Full name | British Racing Partnership |
---|---|
Base | Tring, Hertfordshire, UK |
Founder(s) |
Alfred Moss Ken Gregory |
Noted staff | Tony Robinson |
Noted drivers |
Stirling Moss Masten Gregory Innes Ireland Trevor Taylor Jim Hall |
Formula One World Championship career | |
First entry | 1958 Moroccan Grand Prix |
Races entered | 43 |
Constructors | Cooper, BRM, Lotus, BRP |
Engines | Borgward, BRM, Climax |
Race victories | 0 |
Pole positions | 0 |
Fastest laps | 2 |
Final entry | 1964 Mexican Grand Prix |
Formula One World Championship career | |
---|---|
Engines | BRM |
Entrants | British Racing Partnership |
First entry | 1963 Belgian Grand Prix |
Last entry | 1964 Mexican Grand Prix |
Races entered | 13 |
Race victories | 0 |
Pole positions | 0 |
Fastest laps | 0 |
British Racing Partnership (BRP) was a racing team, and latterly constructor, from the United Kingdom. It was established by Alfred Moss and Ken Gregory — Stirling Moss's father and former manager respectively — in 1957 to run cars for Stirling, when not under contract with other firms, along with other up-and-coming drivers.
BRP ran a Cooper-Borgward Formula Two car and occasionally a BRM Formula One car in 1959, the latter being demolished in a spectacular crash at the Avus street circuit. BRP was the first Formula One team to sell the entire identity of the team in return for sponsorship income; they were sponsored by the Yeoman Credit Ltd. hire-purchase company from August 1959 and became Yeoman Credit Racing for the 1960 season.
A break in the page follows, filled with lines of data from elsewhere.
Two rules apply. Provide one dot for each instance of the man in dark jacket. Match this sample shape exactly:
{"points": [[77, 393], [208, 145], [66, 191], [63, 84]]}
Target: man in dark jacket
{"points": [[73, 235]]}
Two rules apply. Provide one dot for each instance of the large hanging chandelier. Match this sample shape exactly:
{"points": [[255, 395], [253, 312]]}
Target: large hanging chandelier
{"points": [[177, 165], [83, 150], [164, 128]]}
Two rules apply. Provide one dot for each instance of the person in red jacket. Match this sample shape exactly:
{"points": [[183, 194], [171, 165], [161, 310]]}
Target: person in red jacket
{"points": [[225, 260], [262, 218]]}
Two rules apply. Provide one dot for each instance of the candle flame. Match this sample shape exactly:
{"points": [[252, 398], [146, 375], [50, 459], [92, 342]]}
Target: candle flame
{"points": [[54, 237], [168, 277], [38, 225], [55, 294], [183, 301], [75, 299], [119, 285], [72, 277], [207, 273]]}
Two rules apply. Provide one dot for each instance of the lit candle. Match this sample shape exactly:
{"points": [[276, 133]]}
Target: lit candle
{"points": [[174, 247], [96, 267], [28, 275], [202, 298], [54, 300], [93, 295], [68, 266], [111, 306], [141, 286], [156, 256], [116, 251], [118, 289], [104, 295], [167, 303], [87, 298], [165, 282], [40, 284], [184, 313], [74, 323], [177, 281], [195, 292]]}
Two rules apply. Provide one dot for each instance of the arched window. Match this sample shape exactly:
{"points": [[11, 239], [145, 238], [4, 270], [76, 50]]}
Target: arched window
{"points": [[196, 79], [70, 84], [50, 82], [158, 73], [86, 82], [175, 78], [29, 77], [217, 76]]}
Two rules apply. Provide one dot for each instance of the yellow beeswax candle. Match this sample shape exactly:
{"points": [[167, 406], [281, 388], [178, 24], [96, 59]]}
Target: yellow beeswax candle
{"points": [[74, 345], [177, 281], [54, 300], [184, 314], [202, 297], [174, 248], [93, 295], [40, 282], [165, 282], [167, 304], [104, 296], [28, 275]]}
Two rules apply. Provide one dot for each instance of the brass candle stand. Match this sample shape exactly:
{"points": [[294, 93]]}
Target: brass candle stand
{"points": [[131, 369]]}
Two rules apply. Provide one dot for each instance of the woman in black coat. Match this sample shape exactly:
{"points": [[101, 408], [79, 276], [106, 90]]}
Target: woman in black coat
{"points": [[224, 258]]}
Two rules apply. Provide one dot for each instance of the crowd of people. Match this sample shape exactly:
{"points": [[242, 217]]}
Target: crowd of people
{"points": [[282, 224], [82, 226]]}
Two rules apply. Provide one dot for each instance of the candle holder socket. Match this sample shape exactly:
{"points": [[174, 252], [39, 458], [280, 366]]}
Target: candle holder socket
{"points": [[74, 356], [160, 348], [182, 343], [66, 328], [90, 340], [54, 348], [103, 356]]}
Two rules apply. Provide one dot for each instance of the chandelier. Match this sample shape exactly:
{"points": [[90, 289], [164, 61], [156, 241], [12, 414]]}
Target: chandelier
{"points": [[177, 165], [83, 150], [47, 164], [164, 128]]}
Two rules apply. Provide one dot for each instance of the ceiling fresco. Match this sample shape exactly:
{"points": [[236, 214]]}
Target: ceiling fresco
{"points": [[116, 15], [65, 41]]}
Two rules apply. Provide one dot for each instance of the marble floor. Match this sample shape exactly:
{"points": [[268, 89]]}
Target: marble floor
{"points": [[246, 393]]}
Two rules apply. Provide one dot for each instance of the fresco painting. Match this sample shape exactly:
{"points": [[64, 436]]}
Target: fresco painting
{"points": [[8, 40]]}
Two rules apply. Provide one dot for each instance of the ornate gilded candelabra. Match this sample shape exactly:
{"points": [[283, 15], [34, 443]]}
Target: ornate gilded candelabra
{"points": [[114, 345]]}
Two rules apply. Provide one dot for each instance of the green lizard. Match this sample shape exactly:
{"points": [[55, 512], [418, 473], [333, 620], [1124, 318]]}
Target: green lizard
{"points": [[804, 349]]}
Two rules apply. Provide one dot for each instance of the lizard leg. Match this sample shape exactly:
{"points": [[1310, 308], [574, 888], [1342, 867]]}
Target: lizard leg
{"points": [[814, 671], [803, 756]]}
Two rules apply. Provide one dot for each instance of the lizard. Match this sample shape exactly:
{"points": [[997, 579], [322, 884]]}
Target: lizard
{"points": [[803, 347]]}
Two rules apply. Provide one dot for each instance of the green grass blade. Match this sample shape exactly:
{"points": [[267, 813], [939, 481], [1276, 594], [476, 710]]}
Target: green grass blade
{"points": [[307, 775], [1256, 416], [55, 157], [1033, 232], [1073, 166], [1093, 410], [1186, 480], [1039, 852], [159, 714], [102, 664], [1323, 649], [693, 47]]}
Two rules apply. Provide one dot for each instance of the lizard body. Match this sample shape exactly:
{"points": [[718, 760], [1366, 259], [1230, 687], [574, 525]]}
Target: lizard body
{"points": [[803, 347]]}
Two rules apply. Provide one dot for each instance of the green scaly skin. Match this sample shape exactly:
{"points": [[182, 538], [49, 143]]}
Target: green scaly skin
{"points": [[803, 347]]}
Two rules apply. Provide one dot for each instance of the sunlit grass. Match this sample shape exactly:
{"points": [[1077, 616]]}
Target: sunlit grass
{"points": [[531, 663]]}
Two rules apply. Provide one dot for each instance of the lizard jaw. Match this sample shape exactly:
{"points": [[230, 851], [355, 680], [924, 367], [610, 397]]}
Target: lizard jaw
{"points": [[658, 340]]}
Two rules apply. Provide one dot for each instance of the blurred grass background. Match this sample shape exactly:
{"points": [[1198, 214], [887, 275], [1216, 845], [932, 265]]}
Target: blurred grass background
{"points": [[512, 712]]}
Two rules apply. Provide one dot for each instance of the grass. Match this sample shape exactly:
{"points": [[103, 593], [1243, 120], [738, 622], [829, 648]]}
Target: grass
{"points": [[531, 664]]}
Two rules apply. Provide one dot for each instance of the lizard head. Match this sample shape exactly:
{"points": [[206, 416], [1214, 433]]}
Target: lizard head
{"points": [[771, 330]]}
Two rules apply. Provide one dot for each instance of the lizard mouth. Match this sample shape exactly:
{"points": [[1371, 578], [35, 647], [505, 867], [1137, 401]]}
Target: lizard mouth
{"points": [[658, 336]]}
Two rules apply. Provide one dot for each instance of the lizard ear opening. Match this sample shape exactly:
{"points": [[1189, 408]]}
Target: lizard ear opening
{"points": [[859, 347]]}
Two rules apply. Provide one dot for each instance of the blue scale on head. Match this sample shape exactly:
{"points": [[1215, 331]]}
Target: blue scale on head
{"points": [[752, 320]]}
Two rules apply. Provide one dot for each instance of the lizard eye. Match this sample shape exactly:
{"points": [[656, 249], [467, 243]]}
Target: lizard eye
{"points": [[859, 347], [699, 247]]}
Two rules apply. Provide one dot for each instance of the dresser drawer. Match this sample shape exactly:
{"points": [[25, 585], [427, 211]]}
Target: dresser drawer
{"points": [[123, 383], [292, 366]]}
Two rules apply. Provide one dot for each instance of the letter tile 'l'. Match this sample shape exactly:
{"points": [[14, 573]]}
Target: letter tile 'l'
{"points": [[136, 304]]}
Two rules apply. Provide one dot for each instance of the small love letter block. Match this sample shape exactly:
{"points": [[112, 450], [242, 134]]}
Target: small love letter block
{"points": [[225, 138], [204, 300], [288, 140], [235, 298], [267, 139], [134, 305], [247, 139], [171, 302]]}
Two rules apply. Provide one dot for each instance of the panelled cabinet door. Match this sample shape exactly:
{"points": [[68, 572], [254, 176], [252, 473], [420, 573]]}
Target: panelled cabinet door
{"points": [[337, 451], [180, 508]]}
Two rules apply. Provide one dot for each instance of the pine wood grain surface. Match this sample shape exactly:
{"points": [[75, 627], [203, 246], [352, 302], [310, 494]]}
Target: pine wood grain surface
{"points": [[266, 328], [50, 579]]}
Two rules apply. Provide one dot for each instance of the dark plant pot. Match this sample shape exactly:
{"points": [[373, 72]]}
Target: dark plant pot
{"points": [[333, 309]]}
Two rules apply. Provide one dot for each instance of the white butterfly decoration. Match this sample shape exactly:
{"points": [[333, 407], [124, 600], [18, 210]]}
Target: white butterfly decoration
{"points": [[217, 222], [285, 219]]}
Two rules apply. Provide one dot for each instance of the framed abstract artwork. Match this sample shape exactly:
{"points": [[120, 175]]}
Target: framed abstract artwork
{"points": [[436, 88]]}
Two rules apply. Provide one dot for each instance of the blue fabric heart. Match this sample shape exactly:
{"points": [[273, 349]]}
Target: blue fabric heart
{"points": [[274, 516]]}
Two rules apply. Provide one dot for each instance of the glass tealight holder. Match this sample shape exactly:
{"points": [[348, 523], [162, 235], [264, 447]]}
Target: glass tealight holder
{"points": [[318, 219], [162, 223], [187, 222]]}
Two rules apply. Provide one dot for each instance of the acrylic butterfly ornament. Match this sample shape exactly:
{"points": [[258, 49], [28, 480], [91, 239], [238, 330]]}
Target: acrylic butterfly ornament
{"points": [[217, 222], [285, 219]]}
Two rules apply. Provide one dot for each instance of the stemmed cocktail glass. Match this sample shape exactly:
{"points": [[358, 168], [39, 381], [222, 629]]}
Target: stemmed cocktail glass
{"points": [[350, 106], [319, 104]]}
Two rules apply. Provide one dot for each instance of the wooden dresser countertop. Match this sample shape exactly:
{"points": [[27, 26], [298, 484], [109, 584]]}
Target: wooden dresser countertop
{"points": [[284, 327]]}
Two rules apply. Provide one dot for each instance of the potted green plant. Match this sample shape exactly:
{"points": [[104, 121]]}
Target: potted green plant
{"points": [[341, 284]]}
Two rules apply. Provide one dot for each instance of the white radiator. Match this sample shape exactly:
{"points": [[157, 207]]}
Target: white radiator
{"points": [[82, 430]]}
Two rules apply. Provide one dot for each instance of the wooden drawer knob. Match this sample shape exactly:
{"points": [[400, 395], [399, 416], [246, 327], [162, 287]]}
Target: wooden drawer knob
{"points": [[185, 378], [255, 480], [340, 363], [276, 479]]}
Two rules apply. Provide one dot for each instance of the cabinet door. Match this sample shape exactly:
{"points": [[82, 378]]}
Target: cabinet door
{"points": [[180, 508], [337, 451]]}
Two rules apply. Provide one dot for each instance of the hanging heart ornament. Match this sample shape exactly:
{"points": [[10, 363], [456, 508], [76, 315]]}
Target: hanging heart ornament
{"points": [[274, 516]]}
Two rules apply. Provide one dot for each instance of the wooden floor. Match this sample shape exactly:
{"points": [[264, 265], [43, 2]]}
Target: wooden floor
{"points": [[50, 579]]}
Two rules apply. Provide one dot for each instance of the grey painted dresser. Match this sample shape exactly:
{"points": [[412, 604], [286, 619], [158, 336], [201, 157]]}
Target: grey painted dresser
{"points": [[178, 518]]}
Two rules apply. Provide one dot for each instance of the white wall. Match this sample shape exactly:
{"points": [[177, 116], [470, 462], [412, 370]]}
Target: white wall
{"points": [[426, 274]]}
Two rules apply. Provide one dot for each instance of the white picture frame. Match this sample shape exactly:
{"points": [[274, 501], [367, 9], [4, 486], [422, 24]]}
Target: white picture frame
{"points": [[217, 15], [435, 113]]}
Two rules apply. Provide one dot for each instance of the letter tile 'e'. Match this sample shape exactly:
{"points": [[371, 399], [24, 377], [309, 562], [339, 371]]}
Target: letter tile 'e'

BRP was given a sum of £40,000 just to buy their equipment plus £20,000/year to operate the team. The team ran Coopers in both Formula One and Formula Two during 1960, with mixed success. During this time four of the team's drivers were killed while racing their cars, and the Yeoman Credit management became concerned that the team was not generating solely positive publicity for their company. The Yeoman Credit deal was passed to Reg Parnell Racing at the end of the year, and for the 1961 and 1962 seasons BRP was renamed UDT Laystall Racing, as part of a new, similar sponsorship deal. UDT was United Dominions Trust, who among various holdings owned Laystall Engineering, the principle supplier of crankshafts to the British automotive and aviation industries.
For 1963, the team reverted to its original name and became a true constructor; they had been running Lotus 24s and Cooper T51s for the previous few seasons, and had tried to acquire the more modern, monocoque Lotus 25 without success. This caused chief designer, Tony Robinson, to design his own monocoque car, patterned very closely after the Lotus 25, but with a thicker skin and running a BRM V8 rather than the typical Coventry Climax engine run in the Lotus 25. This car is commonly referred to as the BRP-BRM and was raced by Innes Ireland and Trevor Taylor.